There are many items to consider when deciding to purchase an asphalt shingle grinder for your operation. Here are three questions to keep in mind.


While grinders with less horsepower can certainly grind shingles effectively, they have an increased chance of plugging from slugs of shingles, so operators must exercise extra care in maintaining proper feed rates.

Grinders with too much horsepower will not proportionally increase production rates because shingle grinders usually use screens with small holes, which limit the rate at which material may flow out of the grinding chamber.

“The production rate of a 1,000-hp grinder might not be much higher than a 700-hp grinder — although the wear rates and fuel consumption could be measurably higher,” says McIntyre.

Magnetic systems. If the grinder will be processing tear-off shingles, it should be equipped with one or more magnetic systems, such as a magnetic cross-belt magnet or magnetic head roller on the discharge conveyor for removing roofing nails and other ferrous metal. “Asphalt plants that incorporate RAS may have redundant metal removal systems, yet most of the steel should be removed on the grinder side of the process,” says McIntyre.

In some ways, selecting a shingle grinder is a process of identifying the features you don’t want in a machine that will be processing a highly abrasive waste material. “You don’t want the additional and unnecessary expense of augers, drive chains and drive sprockets operating in highly abrasive fines,” says McIntyre. “You don’t want a messy machine that spills a percentage of everything loaded into the infeed back out the front end. You don’t want non-replaceable structural surfaces exposed to the high-speed shingle grinding process. Screens and teeth should be your primary maintenance items, not any permanent surface of the machine.”

What wear items are crucial to keeping your machine producing?

The rotor teeth and sizing screens do the most work processing asphalt shingles and need to be replaced as they wear.

“Wear-related maintenance depends on where the abrasive grinding process is focused,” says McIntyre. “Any surface that is exposed to abrasive fines moving at high speeds will require replacement, rotation, hardfacing or other maintenance at some point.”

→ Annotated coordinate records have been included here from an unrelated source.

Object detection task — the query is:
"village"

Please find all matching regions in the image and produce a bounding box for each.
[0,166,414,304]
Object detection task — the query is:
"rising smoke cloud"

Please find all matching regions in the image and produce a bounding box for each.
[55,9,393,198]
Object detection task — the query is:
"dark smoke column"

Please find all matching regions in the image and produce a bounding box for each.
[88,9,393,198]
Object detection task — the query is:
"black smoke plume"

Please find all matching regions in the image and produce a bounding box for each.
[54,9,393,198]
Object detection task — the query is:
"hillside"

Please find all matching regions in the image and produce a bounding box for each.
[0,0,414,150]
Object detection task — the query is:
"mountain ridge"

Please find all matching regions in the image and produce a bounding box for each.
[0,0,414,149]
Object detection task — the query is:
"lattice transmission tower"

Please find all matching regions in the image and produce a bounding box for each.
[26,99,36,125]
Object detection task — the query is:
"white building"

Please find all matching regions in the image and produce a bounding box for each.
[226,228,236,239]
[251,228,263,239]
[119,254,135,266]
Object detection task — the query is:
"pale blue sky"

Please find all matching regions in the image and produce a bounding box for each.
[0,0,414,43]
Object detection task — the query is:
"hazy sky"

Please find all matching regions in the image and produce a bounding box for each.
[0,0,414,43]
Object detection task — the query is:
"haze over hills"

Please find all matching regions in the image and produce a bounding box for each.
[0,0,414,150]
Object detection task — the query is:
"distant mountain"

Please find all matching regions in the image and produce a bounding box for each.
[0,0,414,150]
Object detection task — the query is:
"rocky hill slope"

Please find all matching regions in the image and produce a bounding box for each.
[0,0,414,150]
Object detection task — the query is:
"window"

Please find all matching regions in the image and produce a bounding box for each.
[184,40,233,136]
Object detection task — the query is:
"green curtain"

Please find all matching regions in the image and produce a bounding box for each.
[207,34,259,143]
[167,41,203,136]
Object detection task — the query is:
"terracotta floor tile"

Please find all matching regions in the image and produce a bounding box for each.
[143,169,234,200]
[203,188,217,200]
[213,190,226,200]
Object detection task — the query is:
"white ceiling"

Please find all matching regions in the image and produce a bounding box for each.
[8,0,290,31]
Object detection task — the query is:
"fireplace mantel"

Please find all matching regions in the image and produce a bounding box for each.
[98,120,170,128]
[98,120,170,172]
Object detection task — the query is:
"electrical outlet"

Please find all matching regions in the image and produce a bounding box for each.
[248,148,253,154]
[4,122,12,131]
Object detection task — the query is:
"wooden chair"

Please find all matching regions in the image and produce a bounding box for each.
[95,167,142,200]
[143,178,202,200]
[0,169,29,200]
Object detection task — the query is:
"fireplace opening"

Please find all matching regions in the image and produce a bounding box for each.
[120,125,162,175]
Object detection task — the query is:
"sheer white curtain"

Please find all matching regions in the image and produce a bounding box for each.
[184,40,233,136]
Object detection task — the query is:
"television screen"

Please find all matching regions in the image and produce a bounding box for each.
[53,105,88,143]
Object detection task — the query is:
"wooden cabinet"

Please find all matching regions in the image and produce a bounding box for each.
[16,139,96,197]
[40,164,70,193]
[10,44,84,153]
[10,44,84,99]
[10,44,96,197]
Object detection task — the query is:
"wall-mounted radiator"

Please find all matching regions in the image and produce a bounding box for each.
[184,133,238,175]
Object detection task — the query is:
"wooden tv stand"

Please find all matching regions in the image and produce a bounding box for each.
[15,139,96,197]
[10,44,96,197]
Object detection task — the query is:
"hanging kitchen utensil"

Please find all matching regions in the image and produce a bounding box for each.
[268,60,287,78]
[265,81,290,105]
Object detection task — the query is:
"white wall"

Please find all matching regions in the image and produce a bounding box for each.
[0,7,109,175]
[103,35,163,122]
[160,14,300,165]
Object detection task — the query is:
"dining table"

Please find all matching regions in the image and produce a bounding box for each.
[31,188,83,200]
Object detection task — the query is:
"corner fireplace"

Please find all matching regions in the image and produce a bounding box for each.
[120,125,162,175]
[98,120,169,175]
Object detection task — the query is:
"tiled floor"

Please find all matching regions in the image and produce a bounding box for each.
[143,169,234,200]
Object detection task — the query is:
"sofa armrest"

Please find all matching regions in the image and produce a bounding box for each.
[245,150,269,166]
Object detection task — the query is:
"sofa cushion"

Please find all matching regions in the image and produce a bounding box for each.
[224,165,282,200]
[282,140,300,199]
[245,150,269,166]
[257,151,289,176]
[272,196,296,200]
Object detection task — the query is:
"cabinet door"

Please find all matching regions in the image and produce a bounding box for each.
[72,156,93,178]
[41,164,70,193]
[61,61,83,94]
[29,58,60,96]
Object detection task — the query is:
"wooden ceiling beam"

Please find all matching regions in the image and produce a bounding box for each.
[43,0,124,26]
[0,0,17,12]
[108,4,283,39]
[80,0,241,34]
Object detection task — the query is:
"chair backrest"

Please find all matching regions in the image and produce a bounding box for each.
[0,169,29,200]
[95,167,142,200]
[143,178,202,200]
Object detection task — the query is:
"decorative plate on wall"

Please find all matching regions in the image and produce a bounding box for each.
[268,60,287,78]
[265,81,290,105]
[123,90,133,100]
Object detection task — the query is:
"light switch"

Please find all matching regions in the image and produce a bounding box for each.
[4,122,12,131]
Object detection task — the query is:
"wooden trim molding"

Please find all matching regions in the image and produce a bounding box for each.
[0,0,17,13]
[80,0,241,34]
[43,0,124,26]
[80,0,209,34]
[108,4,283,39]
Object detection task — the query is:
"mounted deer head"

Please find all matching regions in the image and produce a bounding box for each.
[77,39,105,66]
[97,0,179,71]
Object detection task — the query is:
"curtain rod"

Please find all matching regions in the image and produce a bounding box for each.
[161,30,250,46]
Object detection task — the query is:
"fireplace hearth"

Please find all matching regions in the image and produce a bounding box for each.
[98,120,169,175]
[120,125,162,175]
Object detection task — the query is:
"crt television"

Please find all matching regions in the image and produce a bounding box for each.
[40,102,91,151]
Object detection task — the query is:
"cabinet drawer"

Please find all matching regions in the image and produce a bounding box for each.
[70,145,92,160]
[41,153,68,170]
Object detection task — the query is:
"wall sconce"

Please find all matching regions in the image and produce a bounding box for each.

When selecting a shingle grinder, parts support from the manufacturer is critical, because downtime in any business is lost profit. “We get paid by the ton,” says Lambert. “Our crews are out to do a job and get the job done right the first time so we have a repeat customer.

“Customers don’t want us working on our machines when we should be making a product for them,” he continues. “They want us to be up and running. They want us to come in, do our job and get out.”

McIntyre concurs. “The flow of incoming shingle waste doesn’t stop if you have downtime,” he says. “Paving projects don’t stop for downtime. Shingle recyclers need grinding equipment that will reliably produce RAS according to their schedules.”

When selecting an asphalt shingle grinder for your equipment fleet, one thing is certain. The more you know, the more you research, the better your decision will be.

“Companies that want to start recycling shingles should make sure to talk to others who have considerable experience in the shingle recycling market,” says McIntyre. “Time spent on education will have immeasurable payoffs.”